Im Kampf gegen Verhaltenssüchte haben sich vielmehr verhaltenstherapeutische, kognitive und analytische Ansätze bewährt, in denen die Betroffenen ihr Verhalten reflektieren und einen kontrollierten Umgang mit den Tätigkeiten erlernen. Wichtig ist es bei dabei, die auslösenden und aufrechterhaltenden Bedingungen zu hinterfragen. Das können Gedanken und Gefühle (innere Reize) oder bestimmte Umweltbedingungen (äußere Reize) sein, die das Verhalten hervorrufen oder begleiten. In der Therapie kommt es darauf an, Kontrollstrategien und alternative Aktivitäten zu entwickeln, um das vormals exzessive Verhalten zu kontrollieren, bzw. inneren Abstand zu gewinnen zu auslösenden Erfahrungen oder Überzeugungen, von denen das aufschiebende Verhalten ausgeht. Somit erweist sich Prokrastination immer als Aufruf zu einer anstehenden Veränderung.

pro-cras ist ein „Change“-Konzept,

das Sie dabei unterstützt, eine  schon lange gepflegte Aufschiebegewohnheit durch ein neues Erledigungs- und Entscheidungsverhalten zu ersetzen.

Es gibt ca. 7,5 Milliarden Wege zu prokrastinieren,

aber nur einen, den Sie gewählt haben. Deswegen bestehen die nächsten Schritte darin, die Eigenheiten genau Ihres Prokrastinierens zu identifizieren, um daraus genau Ihren Veränderungsansatz zu entwickeln.

Prokrastinieren ist eine Mitteilung an uns in einer anderen Sprache

Nach dem ersten Orientierungsgespräch werden wir – in einem zweiten Schritt – uns gemeinsam solche Mitteilungen und die Situationen, aus denen heraus sie erfolgen, anschauen und aus der beobachtenden Distanz zu neuen und vielleicht auch überraschenden „Übersetzungen“ dieser Mitteilungen kommen. Wir machen Sie mit unserem LEZGO!©-Check bekannt. Er führt Sie Schritt für Schritt an die „Stellschrauben“, die über das Durchwinken oder Aufschieben eines Vorhabens entscheiden.

Diesen LEZGO!©-Check machen wir gerne mit Ihnen zusammen – nicht weil er schwierig durchzuführen wäre, sondern weil es gemeinsam leichter ist, konzentriert und gründlich an so einer Sache zu bleiben – erst recht, wenn es um die eigene Person geht. Wenn Sie sich stattdessen selber in diesen Check einarbeiten wollen, geben wir Ihnen gerne schon in unserem Orientierungsgespräch eine kurzgefasste Darstellung und Anleitung für dieses Tool.

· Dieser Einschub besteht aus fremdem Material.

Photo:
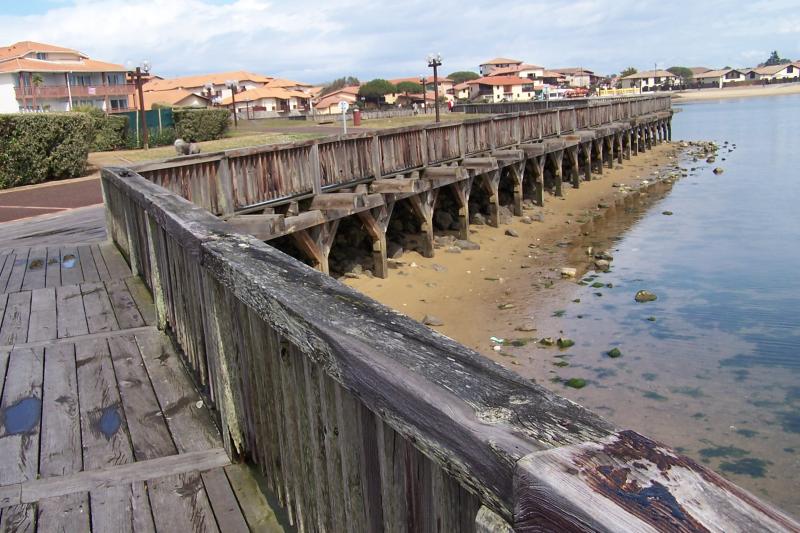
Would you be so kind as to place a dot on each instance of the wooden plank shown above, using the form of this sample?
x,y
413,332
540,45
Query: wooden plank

Der dritte Schritt bringt die Los-Lösung

Wenn Sie sich auf diese Weise einen Überblick verschafft haben über die Inhalte der Prokrastinations-Mitteilung, gehen Sie an den dritten und letzten Schritt: Sie sorgen dafür, dass Sie es nicht mehr nötig haben, aufzuschieben. Mit den methodischen Mitteln, die genau für Sie die geeignetsten sind. Die sorgfältige Vorarbeit der LEZGO!©-Analyse sorgt dafür, dass Sie stets eng am Thema bleiben und konsequent zur Lösung finden. Lösung im Sinne von Loslösen: Das Aufschiebeverhalten findet keinen „Grund“ mehr, woran es sich festhalten kann.